The AP Settles Over NBA Twitter Lawsuit, Pays $20,000 Fine

The Associated Press has settled a lawsuit with an NBA referee who felt he was defamed by a tweet from one of their writers.

The AP has agreed to pay $20,000 in damages to the referee to cover his legal costs, as well as remove the tweet from the writer’s account.

As we reported when this lawsuit came to light in March, AP reporter Jon Krawczynski tweeted the following after a call that NBA referee William Spooner made during a January 24th game:

“Ref Bill Spooner told Rambis he’d ‘get it back’ after a bad call. Then he made an even worse call on Rockets. That’s NBA officiating folks.”

And that tweet ended up costing his organization $20,000.

Spooner took the AP to court over this tweet, claiming that this tweet reported the conversation between Spooner and Rambis as fact, when it did not actually happen. He also noted in his lawsuit that the tweet caused a disciplinary investigation into his actions that night, and tarnished his reputation.

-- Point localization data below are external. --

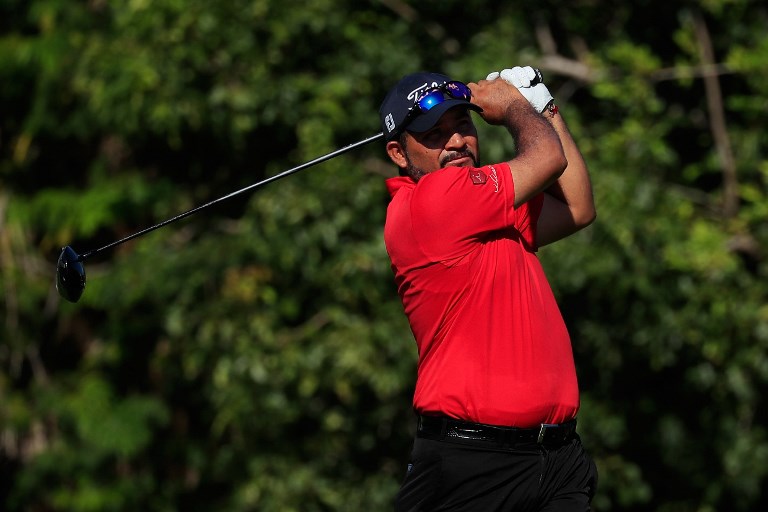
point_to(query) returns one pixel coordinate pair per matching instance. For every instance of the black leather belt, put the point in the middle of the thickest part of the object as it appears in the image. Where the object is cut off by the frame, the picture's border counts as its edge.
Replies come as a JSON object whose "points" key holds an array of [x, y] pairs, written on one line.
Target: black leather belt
{"points": [[441, 428]]}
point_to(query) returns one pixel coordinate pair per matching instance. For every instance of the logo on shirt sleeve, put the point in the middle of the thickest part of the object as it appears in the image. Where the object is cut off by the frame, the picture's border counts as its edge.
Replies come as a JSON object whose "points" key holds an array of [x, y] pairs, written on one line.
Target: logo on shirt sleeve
{"points": [[477, 176]]}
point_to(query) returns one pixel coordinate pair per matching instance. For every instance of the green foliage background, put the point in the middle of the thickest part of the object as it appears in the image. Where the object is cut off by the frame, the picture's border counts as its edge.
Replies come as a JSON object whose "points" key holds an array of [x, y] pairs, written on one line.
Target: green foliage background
{"points": [[255, 357]]}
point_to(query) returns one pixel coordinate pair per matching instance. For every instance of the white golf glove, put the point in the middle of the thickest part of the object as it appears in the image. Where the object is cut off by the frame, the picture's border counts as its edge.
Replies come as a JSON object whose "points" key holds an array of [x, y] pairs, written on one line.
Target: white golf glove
{"points": [[529, 82]]}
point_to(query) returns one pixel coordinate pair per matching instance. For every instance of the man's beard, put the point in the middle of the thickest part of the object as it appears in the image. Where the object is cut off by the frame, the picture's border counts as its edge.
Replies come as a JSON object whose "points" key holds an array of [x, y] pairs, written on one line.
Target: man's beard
{"points": [[416, 173]]}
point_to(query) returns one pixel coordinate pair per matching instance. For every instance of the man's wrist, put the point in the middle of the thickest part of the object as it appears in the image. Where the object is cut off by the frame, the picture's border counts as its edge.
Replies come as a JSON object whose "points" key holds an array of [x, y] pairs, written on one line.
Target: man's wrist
{"points": [[551, 109]]}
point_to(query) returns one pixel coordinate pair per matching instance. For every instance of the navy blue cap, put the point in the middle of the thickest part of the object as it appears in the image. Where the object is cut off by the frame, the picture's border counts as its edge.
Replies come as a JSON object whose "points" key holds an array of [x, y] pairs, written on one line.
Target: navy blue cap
{"points": [[399, 100]]}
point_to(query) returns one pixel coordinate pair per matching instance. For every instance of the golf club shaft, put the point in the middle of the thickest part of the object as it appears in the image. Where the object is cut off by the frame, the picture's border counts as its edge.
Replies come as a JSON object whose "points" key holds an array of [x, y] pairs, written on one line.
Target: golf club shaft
{"points": [[84, 256]]}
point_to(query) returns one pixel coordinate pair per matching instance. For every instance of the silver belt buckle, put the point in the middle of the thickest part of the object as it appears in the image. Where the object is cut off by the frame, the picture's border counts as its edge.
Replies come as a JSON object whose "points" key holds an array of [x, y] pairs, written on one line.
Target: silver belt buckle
{"points": [[542, 431]]}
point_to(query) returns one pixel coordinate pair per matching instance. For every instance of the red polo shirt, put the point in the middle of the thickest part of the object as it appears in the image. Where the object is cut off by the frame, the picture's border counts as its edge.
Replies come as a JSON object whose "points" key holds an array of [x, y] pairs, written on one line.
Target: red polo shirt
{"points": [[493, 347]]}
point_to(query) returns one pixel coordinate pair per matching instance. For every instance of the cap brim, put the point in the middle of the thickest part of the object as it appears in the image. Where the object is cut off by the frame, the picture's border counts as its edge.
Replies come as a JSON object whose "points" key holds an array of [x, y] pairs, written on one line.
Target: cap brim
{"points": [[424, 122]]}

This week, the two parties came to an agreement which saw the AP pay $20,000 for Spooner’s legal fees, remove the tweet from Krawczynski’s account, and issue the following statement:

“AP and its reporter Jon Krawczynski learned through discovery that referee Bill Spooner and coach Kurt Rambis have both consistently and independently denied that Mr. Spooner told the coach ‘he’d get it back’ in an exchange that occurred after a disputed call against the Timberwolves on Jan. 24, 2011, as Mr. Krawczynski had tweeted from courtside that night. Mr. Spooner has testified that he instead told the coach he would ‘get back’ to him after reviewing videotape of the play during a halftime break.

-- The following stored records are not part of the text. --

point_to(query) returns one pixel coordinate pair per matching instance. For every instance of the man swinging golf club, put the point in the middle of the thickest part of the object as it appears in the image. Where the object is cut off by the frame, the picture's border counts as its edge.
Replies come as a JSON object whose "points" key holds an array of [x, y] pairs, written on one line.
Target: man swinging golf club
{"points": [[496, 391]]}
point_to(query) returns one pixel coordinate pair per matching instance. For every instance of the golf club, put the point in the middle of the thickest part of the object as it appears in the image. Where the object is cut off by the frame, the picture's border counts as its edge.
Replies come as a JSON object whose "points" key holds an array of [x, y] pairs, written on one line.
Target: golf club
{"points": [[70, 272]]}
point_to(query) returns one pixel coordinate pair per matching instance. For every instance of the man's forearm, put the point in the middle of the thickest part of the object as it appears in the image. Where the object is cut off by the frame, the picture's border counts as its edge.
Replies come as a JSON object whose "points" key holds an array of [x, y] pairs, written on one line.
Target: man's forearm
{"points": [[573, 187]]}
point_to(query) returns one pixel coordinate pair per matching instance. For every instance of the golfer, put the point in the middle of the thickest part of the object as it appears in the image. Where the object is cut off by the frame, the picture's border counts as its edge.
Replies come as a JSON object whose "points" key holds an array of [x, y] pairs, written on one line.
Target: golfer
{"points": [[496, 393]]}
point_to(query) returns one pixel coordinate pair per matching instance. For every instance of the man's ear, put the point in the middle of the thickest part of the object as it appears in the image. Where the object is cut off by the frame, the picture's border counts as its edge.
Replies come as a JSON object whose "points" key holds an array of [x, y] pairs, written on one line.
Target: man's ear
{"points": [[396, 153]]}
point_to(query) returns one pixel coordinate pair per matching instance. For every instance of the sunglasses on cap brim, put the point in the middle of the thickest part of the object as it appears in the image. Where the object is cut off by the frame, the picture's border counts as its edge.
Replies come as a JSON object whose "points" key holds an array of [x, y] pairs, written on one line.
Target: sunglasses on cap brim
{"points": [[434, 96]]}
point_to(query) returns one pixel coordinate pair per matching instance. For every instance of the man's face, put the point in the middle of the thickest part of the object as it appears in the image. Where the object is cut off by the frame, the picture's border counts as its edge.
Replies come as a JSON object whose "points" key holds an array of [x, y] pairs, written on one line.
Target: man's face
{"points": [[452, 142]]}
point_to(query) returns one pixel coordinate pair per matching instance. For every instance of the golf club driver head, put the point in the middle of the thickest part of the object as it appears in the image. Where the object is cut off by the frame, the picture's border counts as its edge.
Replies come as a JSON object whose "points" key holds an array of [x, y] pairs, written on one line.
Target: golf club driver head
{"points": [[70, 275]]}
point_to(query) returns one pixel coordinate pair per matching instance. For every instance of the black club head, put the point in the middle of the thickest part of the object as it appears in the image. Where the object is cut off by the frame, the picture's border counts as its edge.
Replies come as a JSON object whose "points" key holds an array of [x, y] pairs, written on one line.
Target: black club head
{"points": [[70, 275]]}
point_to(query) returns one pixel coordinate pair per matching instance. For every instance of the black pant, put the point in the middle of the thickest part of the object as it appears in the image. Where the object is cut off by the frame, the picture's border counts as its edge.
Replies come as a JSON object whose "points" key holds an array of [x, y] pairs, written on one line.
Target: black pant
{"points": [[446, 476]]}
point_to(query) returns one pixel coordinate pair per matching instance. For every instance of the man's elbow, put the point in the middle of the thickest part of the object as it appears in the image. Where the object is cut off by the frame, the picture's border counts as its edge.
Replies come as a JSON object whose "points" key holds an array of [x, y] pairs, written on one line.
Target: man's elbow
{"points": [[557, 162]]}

“The NBA promptly investigated at the time and concluded that Mr. Spooner had acted properly. AP was initially unaware of the investigation and does not contest the NBA’s finding. During the game, Mr. Krawczynski tweeted what he believed he had heard. Mr. Krawczynski acknowledges the possibility that he misunderstood what Mr. Spooner said and has therefore removed the Tweet from his APKrawczynski Twitter feed.”

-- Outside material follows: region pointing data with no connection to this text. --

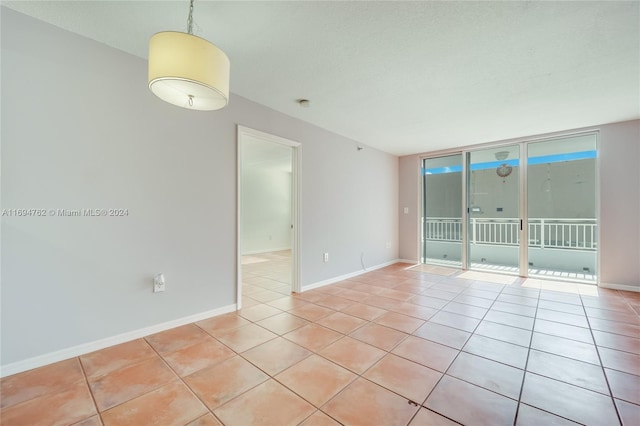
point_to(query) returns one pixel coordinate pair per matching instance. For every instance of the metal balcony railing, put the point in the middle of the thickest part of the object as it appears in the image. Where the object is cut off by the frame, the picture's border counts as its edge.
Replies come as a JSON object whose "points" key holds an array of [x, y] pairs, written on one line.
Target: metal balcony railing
{"points": [[577, 234]]}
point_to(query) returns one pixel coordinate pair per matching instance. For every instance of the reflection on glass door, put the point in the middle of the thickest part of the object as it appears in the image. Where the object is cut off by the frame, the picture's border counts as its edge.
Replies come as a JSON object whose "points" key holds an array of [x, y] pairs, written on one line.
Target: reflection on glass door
{"points": [[493, 199], [442, 210], [561, 188]]}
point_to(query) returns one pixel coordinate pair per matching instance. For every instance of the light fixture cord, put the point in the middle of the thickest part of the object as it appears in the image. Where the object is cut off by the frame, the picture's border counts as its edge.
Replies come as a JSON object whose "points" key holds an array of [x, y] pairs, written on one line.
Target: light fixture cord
{"points": [[190, 19]]}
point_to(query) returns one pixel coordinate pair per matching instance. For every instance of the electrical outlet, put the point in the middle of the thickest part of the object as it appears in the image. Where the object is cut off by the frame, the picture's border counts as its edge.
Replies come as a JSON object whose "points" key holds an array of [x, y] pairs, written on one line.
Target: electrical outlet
{"points": [[158, 283]]}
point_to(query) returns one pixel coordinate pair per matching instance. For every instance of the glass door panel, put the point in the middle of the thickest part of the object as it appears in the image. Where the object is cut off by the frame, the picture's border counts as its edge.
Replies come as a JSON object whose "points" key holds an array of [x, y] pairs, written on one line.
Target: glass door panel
{"points": [[442, 210], [493, 200], [561, 188]]}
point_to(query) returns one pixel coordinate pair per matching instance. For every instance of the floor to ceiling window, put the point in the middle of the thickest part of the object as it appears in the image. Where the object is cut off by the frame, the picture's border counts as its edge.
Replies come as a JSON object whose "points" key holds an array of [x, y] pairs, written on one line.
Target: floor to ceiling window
{"points": [[493, 217], [442, 207], [526, 209], [561, 188]]}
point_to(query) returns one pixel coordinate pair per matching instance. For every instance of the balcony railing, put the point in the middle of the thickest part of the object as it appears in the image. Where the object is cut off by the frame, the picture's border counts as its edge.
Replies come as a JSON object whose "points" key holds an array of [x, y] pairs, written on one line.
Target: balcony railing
{"points": [[578, 234]]}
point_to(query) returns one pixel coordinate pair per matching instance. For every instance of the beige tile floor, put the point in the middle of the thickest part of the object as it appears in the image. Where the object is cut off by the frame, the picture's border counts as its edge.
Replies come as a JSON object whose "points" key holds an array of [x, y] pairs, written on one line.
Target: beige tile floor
{"points": [[397, 346]]}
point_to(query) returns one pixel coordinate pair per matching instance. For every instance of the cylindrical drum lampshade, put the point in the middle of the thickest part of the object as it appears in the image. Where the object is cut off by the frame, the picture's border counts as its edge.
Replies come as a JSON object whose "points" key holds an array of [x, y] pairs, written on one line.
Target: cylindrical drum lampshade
{"points": [[188, 71]]}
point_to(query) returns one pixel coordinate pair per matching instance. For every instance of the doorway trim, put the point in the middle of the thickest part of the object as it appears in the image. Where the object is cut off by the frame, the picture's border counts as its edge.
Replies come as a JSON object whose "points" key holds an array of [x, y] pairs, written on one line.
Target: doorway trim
{"points": [[296, 157]]}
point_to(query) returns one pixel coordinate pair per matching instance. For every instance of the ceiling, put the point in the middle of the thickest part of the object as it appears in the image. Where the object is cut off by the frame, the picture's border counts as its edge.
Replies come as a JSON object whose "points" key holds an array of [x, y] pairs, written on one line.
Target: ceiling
{"points": [[403, 77]]}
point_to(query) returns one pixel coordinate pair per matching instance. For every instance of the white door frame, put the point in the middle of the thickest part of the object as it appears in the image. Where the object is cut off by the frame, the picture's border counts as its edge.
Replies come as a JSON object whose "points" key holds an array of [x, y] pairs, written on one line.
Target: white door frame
{"points": [[296, 157]]}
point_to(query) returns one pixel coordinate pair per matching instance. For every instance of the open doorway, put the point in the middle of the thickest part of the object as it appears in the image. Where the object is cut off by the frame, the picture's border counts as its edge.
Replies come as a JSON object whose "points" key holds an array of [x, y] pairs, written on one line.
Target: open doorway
{"points": [[267, 217]]}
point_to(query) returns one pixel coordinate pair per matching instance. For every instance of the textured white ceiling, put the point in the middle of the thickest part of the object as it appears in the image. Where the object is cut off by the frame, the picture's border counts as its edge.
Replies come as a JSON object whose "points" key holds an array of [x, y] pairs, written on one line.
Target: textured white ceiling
{"points": [[403, 77]]}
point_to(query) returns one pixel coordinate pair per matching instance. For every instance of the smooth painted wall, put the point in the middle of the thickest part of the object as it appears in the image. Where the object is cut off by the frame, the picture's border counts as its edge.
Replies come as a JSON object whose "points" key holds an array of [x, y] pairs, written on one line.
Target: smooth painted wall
{"points": [[80, 129], [619, 193], [266, 210]]}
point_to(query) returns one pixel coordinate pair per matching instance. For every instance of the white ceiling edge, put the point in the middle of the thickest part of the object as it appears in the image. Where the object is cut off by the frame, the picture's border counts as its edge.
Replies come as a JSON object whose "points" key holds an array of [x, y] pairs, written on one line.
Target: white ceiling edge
{"points": [[403, 77]]}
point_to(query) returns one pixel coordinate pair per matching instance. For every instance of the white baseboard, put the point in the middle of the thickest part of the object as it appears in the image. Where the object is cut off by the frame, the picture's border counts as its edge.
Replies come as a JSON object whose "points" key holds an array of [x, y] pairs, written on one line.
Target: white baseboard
{"points": [[347, 276], [413, 262], [85, 348], [624, 287]]}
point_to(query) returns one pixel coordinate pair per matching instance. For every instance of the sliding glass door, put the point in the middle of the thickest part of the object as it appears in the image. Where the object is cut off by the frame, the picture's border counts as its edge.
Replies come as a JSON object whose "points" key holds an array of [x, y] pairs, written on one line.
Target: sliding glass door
{"points": [[529, 209], [561, 191], [442, 210], [493, 218]]}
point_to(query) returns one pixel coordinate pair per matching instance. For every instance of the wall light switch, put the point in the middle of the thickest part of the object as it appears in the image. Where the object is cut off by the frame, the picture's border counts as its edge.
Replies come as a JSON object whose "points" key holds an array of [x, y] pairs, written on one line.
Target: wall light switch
{"points": [[158, 283]]}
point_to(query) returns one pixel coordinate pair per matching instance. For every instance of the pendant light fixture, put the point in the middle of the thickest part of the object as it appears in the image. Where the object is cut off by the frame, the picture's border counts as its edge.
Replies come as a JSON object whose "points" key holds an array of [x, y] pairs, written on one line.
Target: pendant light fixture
{"points": [[188, 71]]}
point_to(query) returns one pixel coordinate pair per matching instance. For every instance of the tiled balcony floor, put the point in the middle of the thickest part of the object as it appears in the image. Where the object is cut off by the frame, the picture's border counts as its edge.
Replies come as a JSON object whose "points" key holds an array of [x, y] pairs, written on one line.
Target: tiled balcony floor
{"points": [[396, 346]]}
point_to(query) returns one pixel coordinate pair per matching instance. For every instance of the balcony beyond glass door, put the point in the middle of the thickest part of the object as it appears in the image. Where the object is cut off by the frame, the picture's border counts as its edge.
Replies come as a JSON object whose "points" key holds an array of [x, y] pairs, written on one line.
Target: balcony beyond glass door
{"points": [[442, 210], [561, 187], [493, 232]]}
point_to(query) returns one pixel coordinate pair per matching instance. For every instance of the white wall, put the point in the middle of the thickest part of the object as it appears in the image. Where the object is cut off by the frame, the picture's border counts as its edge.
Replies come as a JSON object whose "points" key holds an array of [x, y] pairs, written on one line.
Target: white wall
{"points": [[619, 181], [91, 135]]}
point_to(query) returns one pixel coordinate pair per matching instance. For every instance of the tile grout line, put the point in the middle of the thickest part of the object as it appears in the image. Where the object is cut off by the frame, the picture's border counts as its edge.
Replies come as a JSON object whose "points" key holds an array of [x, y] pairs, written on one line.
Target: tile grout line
{"points": [[606, 378], [526, 363]]}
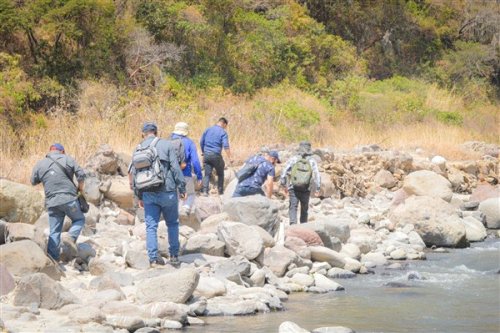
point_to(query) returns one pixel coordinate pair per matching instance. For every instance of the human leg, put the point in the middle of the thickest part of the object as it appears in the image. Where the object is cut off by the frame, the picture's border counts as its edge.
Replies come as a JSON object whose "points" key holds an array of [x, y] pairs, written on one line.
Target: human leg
{"points": [[170, 213], [207, 167], [304, 205], [293, 206], [152, 212], [72, 209], [56, 220], [219, 169]]}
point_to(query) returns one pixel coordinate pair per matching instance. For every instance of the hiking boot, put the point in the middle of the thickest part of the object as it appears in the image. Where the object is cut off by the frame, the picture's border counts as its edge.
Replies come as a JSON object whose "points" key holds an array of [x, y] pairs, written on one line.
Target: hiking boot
{"points": [[157, 262], [174, 261]]}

This is only the latest in a string of Twitter lawsuits. Perhaps the most notorious (and expensive) was Courtney Love’s lawsuit in which she defamed a dress maker and was required to pay $430,000 in damages. There was also a case of a politician being ordered to pay over £50,000 over a tweeted political smear, and there is currently a million-dollar lawsuit in the courts against a Portland blogger for defamatory tweets made against a doctor.